Wed, 05/08/2019 - 15:57
Eleanor Roosevelt, seen here testifying before Congress, is the subject of a project years in the making to bring her story to the screen and online, part of an educational effort by Frazer Dougherty and Cannon Hersey.

LTV Studios on Industrial Road in Wainscott will be the site of a free daylong celebration of Eleanor Roosevelt on Saturday with music, an invocation, and introductions to the principal participants. The event will continue with a conversation with the historian Blanche Wiesen Cook, author of a three-volume biography about Roosevelt, panel discussions, creative workshops, and more.

Saturday’s festivities are the public inauguration of ELEANOR, a platform that includes a for-profit television series that has been in development for 20 years by Frazer Dougherty, the founder of LTV, and a nonprofit entity that will tell Roosevelt’s story to onsite and online audiences through education programs, live experiences, and video content.

Mr. Dougherty bought the film rights to Ms. Cook’s biography 10 years ago and subsequently gave the production rights to Paradise Producers Productions, whose president is Cannon Hersey, a photographer, artist, and organizer of large-scale cultural projects in nontraditional spaces. 

The lives of Mr. Dougherty and Mr. Cannon, who are involved with all aspects of ELEANOR, have been intertwined for many years. Mr. Hersey’s grandfather was John Hersey, the Pulitzer Prize-winning writer perhaps best known for his books “Hiroshima” and “A Bell for Adano.” His grandmother was Frances Ann Cannon, a theatrical producer who was a trustee at Guild Hall and who, after her divorce from Mr. Hersey, married Mr. Dougherty.

In addition, CrossPathCulture, Cannon Hersey’s first nonprofit, which was created in 1999 to promote global community building through the arts, was fiscally sponsored by LTV. “Frazer and my grandmother have inspired me,” said Cannon. “I’ve been doing this kind of work since I was 20 years old. Working in nonprofit and as an artist and with television, this is kind of like a homecoming for all of us.” 

In addition to Ms. Cook, who will speak at 10, Craig Hatkoff, a philanthropist and co-founder of the Tribeca Film Festival, and Kunal Sood, a TED Resident and founder of the X-Impact Group and Novus, will also contribute to the morning’s discussions, which will address human rights, gender equality, racial justice, L.G.B.T.Q. rights, and economic quality.

After a break for lunch and optional offerings including an LTV tour, acupuncture, and yoga, creative workshops will be offered.

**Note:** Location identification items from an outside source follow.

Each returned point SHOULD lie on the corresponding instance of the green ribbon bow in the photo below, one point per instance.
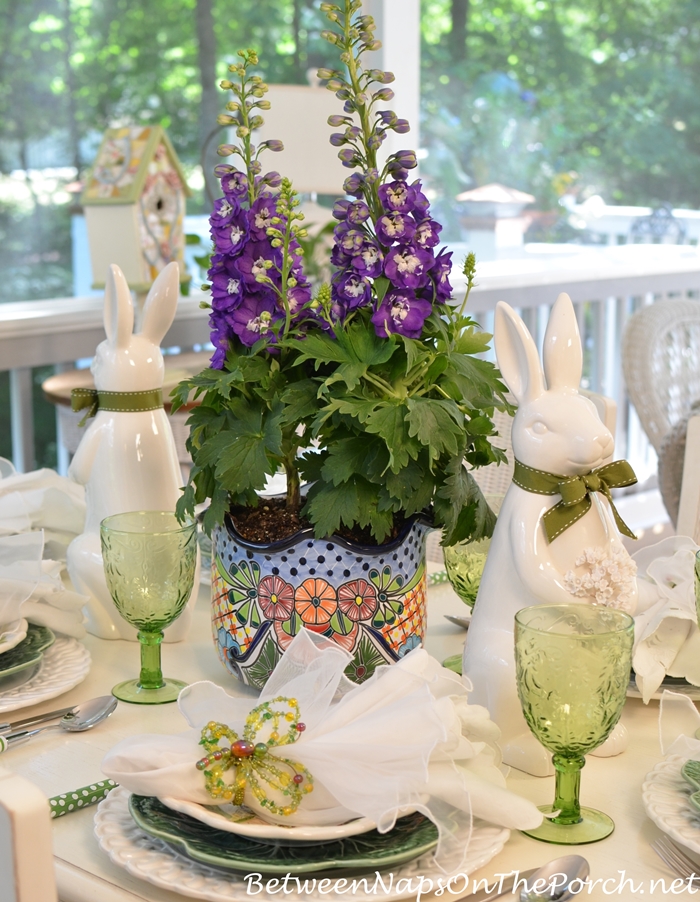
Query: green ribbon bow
(122, 401)
(575, 493)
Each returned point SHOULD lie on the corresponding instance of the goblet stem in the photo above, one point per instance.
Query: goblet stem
(567, 784)
(151, 676)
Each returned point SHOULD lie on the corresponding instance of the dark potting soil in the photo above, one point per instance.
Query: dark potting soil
(270, 521)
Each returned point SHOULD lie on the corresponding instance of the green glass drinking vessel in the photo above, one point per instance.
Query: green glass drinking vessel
(572, 668)
(149, 559)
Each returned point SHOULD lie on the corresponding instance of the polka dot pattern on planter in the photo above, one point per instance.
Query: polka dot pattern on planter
(369, 600)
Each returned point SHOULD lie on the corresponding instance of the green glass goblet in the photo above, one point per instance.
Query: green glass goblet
(572, 669)
(149, 560)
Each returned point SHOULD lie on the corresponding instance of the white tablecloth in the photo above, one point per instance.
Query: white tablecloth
(62, 762)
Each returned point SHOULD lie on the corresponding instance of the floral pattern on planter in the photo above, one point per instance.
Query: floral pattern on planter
(371, 601)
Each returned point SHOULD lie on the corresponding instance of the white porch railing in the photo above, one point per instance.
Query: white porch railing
(607, 285)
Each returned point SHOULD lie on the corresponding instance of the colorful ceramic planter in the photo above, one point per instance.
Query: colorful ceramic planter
(371, 600)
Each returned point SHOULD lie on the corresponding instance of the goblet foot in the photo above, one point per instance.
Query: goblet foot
(593, 826)
(132, 691)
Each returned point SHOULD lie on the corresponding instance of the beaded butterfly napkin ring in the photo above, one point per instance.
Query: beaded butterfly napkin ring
(253, 764)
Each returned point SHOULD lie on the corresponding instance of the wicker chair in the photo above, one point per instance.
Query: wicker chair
(661, 364)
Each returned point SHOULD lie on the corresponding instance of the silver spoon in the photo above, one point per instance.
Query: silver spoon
(82, 717)
(552, 881)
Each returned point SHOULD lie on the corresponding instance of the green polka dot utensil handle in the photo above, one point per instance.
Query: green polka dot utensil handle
(80, 798)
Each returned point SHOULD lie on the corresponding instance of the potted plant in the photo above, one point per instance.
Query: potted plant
(371, 389)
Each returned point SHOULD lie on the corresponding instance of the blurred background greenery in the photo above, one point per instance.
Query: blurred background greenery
(548, 96)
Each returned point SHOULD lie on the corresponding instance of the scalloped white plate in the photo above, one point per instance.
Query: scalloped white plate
(62, 667)
(256, 828)
(152, 860)
(13, 634)
(665, 795)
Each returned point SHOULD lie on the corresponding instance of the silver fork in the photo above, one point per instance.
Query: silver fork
(677, 860)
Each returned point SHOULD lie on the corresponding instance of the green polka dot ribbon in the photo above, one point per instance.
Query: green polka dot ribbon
(575, 492)
(80, 798)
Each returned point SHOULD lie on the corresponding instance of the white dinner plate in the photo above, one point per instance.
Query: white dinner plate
(221, 818)
(665, 795)
(12, 634)
(152, 860)
(62, 667)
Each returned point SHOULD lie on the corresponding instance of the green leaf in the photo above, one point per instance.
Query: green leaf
(300, 400)
(389, 421)
(435, 425)
(381, 286)
(473, 341)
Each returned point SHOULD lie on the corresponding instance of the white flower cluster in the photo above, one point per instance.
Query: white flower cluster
(608, 579)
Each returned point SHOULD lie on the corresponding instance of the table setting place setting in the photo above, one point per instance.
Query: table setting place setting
(334, 756)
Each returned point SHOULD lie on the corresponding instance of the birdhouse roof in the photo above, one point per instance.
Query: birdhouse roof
(123, 162)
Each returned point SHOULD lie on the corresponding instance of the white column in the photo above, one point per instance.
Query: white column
(398, 28)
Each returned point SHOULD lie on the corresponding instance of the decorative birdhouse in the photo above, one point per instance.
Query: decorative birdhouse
(134, 205)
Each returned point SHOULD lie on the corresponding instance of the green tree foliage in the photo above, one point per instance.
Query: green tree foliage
(528, 91)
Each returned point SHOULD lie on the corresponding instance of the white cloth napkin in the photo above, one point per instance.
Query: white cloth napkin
(667, 639)
(31, 587)
(40, 514)
(406, 738)
(678, 722)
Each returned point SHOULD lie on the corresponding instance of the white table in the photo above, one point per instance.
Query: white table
(62, 762)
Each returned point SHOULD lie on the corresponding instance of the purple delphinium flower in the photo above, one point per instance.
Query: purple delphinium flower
(254, 318)
(407, 266)
(427, 233)
(440, 273)
(260, 217)
(351, 290)
(393, 227)
(358, 213)
(397, 197)
(226, 288)
(252, 261)
(235, 185)
(421, 204)
(401, 312)
(231, 238)
(225, 208)
(369, 261)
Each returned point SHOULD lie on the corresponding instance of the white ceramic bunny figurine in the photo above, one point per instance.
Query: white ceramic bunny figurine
(556, 430)
(127, 458)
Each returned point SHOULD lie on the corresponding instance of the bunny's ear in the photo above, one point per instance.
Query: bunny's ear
(562, 355)
(161, 304)
(118, 309)
(517, 355)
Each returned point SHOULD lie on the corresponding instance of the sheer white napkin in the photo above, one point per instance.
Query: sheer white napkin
(31, 587)
(40, 514)
(667, 640)
(406, 738)
(678, 722)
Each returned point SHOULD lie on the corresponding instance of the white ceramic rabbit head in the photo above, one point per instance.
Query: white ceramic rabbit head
(555, 428)
(128, 362)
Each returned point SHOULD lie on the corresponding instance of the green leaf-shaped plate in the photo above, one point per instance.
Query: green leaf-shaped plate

Kathie Russo, the producer of Alec Baldwin’s podcast “Here’s the Thing” will lead a class in podcast production, and Kym Canter, founder of the sustainable fashion brand House of Fluff, will focus on zero-waste art.

Other workshops will be led by Mr. Hersey (silk-screening ELEANOR T-shirts), Junchen Huang (projection), and Todd Sines (design). Dancing and dinner will follow the closing acknowledgments.

Speaking of the entire ELEANOR enterprise, Mr. Hersey said, “It’s a passion project for everybody. Women have been so disrespected historically, and how do we start to mend that? At the same time, people are looking for hopeful and optimistic stories they can feel connected to, and who better than Eleanor Roosevelt to offer that? We want to create space where meaningful conversations can happen, where people see they actually have the potential to make a better community and a better nation and a better world.”

He added that LTV was an ideal venue for the public launch of the project. “LTV is about how we empower communities to tell their own stories, to create opportunities for the public to find its voice.”

Development of the television series has moved quickly over the past two years. Two Hollywood executives, Alex Lasky and Derek Anderson, have signed on to the project as executive producers, two complete scripts have been delivered to agents and actors, and a 26-episode, two-season plan has been formulated. “We’re dealing with some of the bigger agencies, and we’ve been negotiating with one A-list star I can’t name until we have a deal in hand,” said Mr. Hersey.

Saturday’s event, which starts at 9:30 a.m., is free and open to the public. More information is available and reservations can be made at myeleanor.org.